Subscriptions are down because more and more people are turning to streaming video, which allows them to buy only the programming they want to watch. Streaming video is a major threat to ESPN because it allows sports fans to buy only the events they want see. It also lets sports leagues bypass ESPN and sell programming directly to fans.
Streaming video is a double-edged sword for Disney. It opens up new markets for Disney programming but reduces the float from cable subscriptions. Disney participates in Hulu, a popular streaming service that is a joint venture with 21st Century Fox and Comcast’s NBC Universal.
Float is a steady stream of cash that a company like Disney can tap for a wide variety of purposes.

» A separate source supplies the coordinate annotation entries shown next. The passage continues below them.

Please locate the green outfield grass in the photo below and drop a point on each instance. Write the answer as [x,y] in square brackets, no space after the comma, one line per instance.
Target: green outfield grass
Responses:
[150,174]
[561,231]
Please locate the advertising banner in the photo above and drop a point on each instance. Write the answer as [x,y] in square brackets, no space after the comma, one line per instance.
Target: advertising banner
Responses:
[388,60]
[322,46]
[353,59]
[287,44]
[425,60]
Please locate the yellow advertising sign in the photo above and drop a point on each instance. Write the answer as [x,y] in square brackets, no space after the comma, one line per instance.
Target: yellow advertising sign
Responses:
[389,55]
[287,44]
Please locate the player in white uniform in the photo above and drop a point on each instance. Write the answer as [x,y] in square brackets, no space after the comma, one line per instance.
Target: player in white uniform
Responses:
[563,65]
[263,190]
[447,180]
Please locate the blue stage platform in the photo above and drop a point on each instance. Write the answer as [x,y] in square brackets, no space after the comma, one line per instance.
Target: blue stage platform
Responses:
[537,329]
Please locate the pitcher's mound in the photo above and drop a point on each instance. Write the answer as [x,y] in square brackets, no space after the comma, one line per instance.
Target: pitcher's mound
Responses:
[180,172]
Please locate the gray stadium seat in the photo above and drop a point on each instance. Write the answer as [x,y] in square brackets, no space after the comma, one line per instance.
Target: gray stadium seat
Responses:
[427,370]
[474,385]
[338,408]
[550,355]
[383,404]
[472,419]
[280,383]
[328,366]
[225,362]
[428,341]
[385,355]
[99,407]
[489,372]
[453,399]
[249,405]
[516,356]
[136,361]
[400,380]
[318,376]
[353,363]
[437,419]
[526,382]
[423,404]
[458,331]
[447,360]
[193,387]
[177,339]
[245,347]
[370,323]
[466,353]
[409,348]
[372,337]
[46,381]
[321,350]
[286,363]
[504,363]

Loss of float is potentially destructive because Disney’s current business model is based on using float from its cable subscriptions to finance its other operations, such as movie production and the theme parks.
Disney Is Still Making Money
Despite the loss of float, Disney still has some of the characteristics of a value investment. The company is well managed, and it makes a lot of money.
Disney reported a net income of $8.382 billion (€7.91 billion), a profit margin of 11.91% and a free cash flow of $2.124 billion (€2 billion) on September 30, 2015. The company also held cash and short-term investments of $4.269 billion (€4.03 billion) and reported generating $10.91 billion (€10.3 billion) in cash from operations in the third quarter of 2015. The loss of subscriptions is not hurting Disney’s bottom line or its cash flow.
Nor has the loss of subscriptions affected Disney’s revenues. Disney reported a TTM revenue of $52.47 billion (€49.52 billion) on September 30, 2015, a $3.66 billion (€3.45 billion) increase over the same date in 2014 when it reported revenues of $48.81 billion (€46.06 billion). The revenue figures show us that Disney has figured out how to adapt to the changing entertainment landscape.
Licensing, the Key to Disney’s Future
One reason why Disney is still making money is that it has aggressively expanded its programming and licensing operations in recent years. CEO Bob Iger’s decisions to buy comic book powerhouse Marvel Entertainment for $4 billion (€3.77 billion) in 2009 and George Lucas’s Star Wars empire for another $4 billion (€3.77 billion) look smart in retrospect.
Star Wars in particular gives Disney an opportunity to use its expertise in generating corporate synergy through marketing to expand its other ventures, such as theme parks. The upcoming release of the new Star Wars film has generated a vast amount of publicity and news coverage, which amounts to almost unlimited free advertising for Disney’s Star Wars products.
This helps attract the attention of fans and potential viewers, including cord cutters that might ignore traditional advertising. It also reaches potential consumers of other Disney products, such as parents shopping for toys and visitors to the theme parks.
Disney Is a Good Company with an Effective Business Model
At the end of the day, Disney is still a very good company with an effective business model. It has been able to use the float generated by subscriptions to expand its core entertainment business and its all-important programming and character libraries.
Equally important is the fact that Disney still reaches a vast audience and generates a lot of float from its subscriptions. ESPN alone still had 92 million subscribers in 2015, according to The Hollywood Reporter. Disney is in the unique position of being able to take advantage of both old and new media.
It can generate float from traditional subscriptions while selling programming through streaming video at the same time. More importantly, the company can use the revenue from subscriptions to build up a programming library to generate more revenue through streaming video in the future.
Disney is still a value investment because of all the cash that it generates. It is also an undervalued company with a market capitalization of $190.04 billion (€179.34 billion) and an enterprise value of $213.38 billion (€201.37 billion) on November 27, 2015. That and the cash make Disney a rare value investment in the entertainment arena.